Ryan calls for toughness as Iran deal starts to ‘unravel’
Ryan calls for toughness as Iran deal starts to ‘unravel’
http://thehill.com/sites/default/fil...?itok=Zjdd9Dbg
By Julian Hattem - 05/09/16 10:35 AM EDT
The Obama administration’s landmark nuclear deal with Iran is "starting to unravel" and needs to be quickly supplemented with tough U.S. action, House Speaker Paul Ryan (R-Wis.) claimed on Monday.
In an op-ed for the Independent Journal Review, Ryan promised that House Republicans will soon offer “an overarching vision for our national security” that includes measures targeting Iran.
“Our goal is to restore a more confident America that keeps its word and upholds its commitments,” Ryan wrote. “This is what we need to keep the peace, protect our homeland, and make the world a safer place for this generation and the next."The Iran agreement, which sets limits on Tehran’s ability to build a nuclear weapon in exchange for sanctions relief, is a hallmark of the Obama administration’s foreign policy legacy.
Yet even months after sanctions were lifted, Iran has refused to fall in line with broader tenets of the international order.
Among other points, the Iranian regime has conducted multiple ballistic missile tests, briefly held captive U.S. Navy sailors and continued tough rhetoric against Saudi Arabia and Israel — two American allies.
And the U.S. is only encouraging Iran’s behavior, critics say, by spending $8.6 million to buy Iranian heavy water — which is used in nuclear reactors — and suggesting that it might have some access to the U.S. financial system.
“The administration can spin it anyway it likes, but this was a bad deal,” Ryan wrote.
“Before this president leaves office, we must do everything possible to prevent his administration from making further concessions to Iran.”
This year, lawmakers must renew the Iranian sanctions legislation and block any effort to allow Iranian officials to trade in U.S. dollars, Ryan said.

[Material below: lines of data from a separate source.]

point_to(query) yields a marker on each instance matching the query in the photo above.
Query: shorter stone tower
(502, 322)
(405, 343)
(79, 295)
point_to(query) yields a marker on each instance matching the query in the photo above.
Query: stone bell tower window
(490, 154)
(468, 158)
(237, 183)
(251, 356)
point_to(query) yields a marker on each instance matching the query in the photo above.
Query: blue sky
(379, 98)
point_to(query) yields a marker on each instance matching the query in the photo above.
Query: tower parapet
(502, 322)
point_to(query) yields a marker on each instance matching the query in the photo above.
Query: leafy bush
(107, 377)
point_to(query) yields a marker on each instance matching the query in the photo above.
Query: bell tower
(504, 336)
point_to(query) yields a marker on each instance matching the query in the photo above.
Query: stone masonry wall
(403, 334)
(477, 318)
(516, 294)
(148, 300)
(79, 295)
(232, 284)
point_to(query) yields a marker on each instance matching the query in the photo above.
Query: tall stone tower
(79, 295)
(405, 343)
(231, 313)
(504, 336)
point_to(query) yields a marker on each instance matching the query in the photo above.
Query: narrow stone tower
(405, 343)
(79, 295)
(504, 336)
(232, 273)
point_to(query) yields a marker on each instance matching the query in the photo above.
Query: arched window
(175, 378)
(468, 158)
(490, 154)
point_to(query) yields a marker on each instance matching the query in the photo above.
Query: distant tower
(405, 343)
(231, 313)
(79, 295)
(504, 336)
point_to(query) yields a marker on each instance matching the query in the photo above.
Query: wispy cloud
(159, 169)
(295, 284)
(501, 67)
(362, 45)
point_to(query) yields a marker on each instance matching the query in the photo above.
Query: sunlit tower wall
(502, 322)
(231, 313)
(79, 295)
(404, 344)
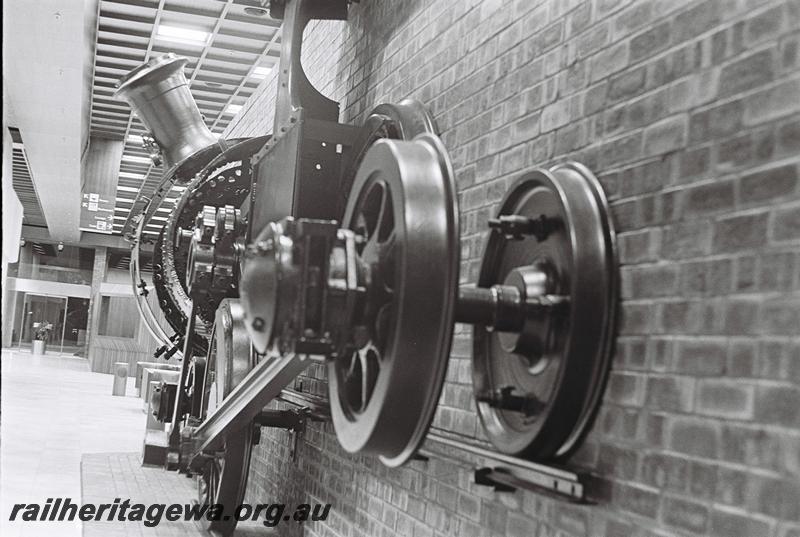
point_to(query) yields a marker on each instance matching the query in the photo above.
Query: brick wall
(689, 113)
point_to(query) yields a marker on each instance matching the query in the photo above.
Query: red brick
(520, 526)
(769, 184)
(685, 515)
(764, 25)
(638, 246)
(670, 393)
(702, 480)
(694, 437)
(741, 317)
(778, 405)
(701, 357)
(694, 164)
(609, 61)
(724, 398)
(649, 281)
(716, 122)
(625, 389)
(697, 20)
(623, 149)
(650, 41)
(771, 495)
(739, 233)
(777, 271)
(689, 238)
(665, 136)
(636, 499)
(666, 472)
(787, 224)
(789, 136)
(747, 73)
(627, 84)
(780, 317)
(736, 524)
(731, 486)
(775, 102)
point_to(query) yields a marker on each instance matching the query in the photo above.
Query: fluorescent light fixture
(233, 109)
(261, 72)
(182, 35)
(134, 158)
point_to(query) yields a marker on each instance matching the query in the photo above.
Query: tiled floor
(65, 436)
(53, 411)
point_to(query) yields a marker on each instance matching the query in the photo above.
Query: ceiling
(236, 46)
(46, 56)
(221, 72)
(23, 186)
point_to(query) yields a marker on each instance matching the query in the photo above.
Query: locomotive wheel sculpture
(543, 308)
(402, 210)
(223, 181)
(222, 478)
(346, 252)
(537, 386)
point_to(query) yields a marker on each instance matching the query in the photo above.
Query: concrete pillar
(98, 276)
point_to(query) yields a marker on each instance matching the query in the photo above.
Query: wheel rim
(383, 395)
(570, 376)
(223, 479)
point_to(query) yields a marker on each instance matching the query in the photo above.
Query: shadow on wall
(375, 24)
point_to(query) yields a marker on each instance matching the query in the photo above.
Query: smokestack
(159, 94)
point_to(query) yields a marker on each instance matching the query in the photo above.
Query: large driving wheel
(223, 478)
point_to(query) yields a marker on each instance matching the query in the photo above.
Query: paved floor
(63, 435)
(107, 476)
(53, 411)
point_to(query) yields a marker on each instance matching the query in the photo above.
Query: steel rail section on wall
(503, 472)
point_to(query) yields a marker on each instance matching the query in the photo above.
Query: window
(118, 316)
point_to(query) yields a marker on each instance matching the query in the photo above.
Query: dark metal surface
(223, 474)
(263, 384)
(403, 207)
(563, 363)
(559, 481)
(224, 181)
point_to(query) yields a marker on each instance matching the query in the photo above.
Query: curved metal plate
(567, 379)
(221, 182)
(403, 204)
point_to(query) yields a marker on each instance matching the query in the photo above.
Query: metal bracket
(491, 477)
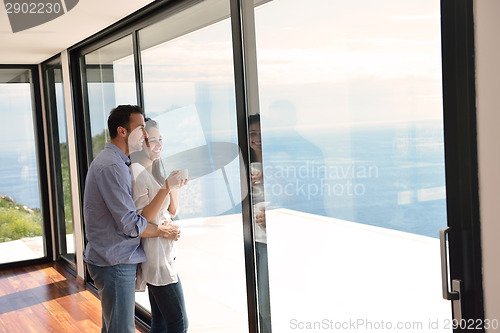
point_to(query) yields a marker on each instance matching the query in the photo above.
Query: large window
(346, 156)
(351, 124)
(21, 219)
(62, 194)
(110, 81)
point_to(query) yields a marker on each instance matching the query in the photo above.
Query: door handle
(456, 285)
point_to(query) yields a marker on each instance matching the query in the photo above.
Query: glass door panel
(350, 139)
(21, 221)
(188, 84)
(64, 208)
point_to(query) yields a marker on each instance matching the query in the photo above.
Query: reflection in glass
(110, 81)
(62, 178)
(188, 89)
(21, 224)
(353, 161)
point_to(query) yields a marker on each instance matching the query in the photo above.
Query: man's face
(137, 132)
(255, 140)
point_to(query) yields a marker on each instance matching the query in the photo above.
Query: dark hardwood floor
(46, 298)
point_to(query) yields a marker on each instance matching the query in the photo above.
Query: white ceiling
(35, 45)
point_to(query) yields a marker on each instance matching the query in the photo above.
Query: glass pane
(64, 206)
(353, 163)
(21, 224)
(189, 90)
(110, 79)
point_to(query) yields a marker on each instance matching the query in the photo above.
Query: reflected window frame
(42, 172)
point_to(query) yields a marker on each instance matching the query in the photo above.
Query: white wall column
(487, 51)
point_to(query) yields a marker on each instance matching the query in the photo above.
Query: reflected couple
(155, 194)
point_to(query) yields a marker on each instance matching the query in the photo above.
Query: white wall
(487, 44)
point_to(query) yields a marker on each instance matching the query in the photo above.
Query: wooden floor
(46, 298)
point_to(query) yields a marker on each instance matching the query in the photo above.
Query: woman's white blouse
(159, 269)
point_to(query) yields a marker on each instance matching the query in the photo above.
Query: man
(112, 225)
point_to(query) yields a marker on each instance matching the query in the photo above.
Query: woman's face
(155, 143)
(255, 141)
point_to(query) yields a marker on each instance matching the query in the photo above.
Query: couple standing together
(128, 208)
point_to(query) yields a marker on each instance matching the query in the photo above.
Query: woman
(158, 273)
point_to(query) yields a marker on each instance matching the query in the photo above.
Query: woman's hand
(257, 178)
(169, 231)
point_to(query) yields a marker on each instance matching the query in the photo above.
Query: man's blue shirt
(112, 225)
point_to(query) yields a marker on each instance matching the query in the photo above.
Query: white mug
(255, 167)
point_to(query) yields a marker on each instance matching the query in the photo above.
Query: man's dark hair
(120, 116)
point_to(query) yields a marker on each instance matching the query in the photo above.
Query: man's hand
(169, 231)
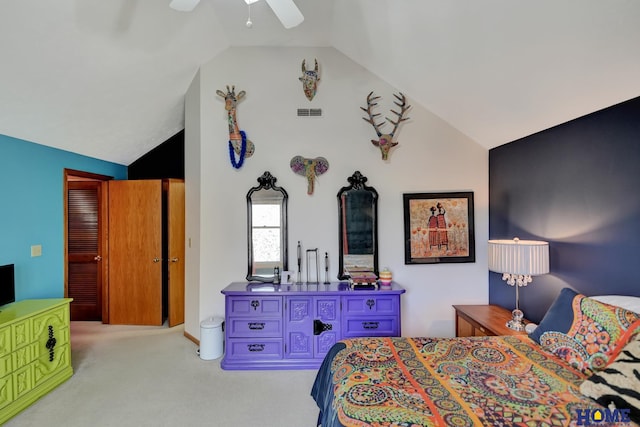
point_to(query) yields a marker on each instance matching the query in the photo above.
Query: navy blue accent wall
(577, 186)
(164, 161)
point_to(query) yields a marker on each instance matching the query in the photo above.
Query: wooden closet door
(176, 238)
(135, 252)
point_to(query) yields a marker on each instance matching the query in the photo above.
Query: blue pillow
(559, 316)
(585, 333)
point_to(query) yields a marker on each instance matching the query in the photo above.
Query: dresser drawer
(368, 326)
(242, 349)
(6, 390)
(6, 367)
(371, 304)
(21, 333)
(238, 327)
(254, 306)
(5, 341)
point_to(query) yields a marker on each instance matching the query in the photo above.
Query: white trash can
(211, 338)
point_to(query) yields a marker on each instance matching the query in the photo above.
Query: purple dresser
(271, 326)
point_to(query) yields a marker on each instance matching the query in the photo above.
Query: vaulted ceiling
(107, 78)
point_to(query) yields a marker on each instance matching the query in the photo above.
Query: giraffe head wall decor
(310, 168)
(238, 143)
(309, 79)
(385, 140)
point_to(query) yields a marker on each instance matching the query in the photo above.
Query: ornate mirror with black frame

The op-ed comes on the heels of new anger from critics of the agreement, who claimed that a New York Times Magazine story about deputy national security adviser Ben Rhodes shows how the administration spun journalists and experts into supporting the agreement.
In the story, Rhodes described the average White House reporter as being “27 years old, and their only reporting experience consists of being around political campaigns.”
“They literally know nothing,” he said.
On Sunday evening, Rhodes was forced to defend the administration’s sales pitch on the nuclear agreement and deny that it had misled eager journalists and think tank experts.
“It wasn’t ‘spin,’ it’s what we believed and continue to believe,” he wrote in a blog post on Medium.
Though the Ryan op-ed was published on Monday, it was written before the profile of Rhodes went online last week, according to spokeswoman AshLee Strong.
While Ryan’s op-ed on Monday distanced itself from the Obama administration, any new GOP national security framework also threatens to reinforce the internal Republican divide over presumptive presidential nominee Donald Trump.
Trump’s unorthodox foreign policy vision — which has included questioning the role of U.S. alliances with the North Atlantic Treaty Organization and nations from Asia to the Middle East as part of a somewhat isolationist “America First” ideology — has frustrated Republican establishment thinkers, who worry about his hand on the nuclear trigger.
More than 100 prominent GOP defense officials have pledged to oppose Trump, and they now find themselves adrift in the GOP.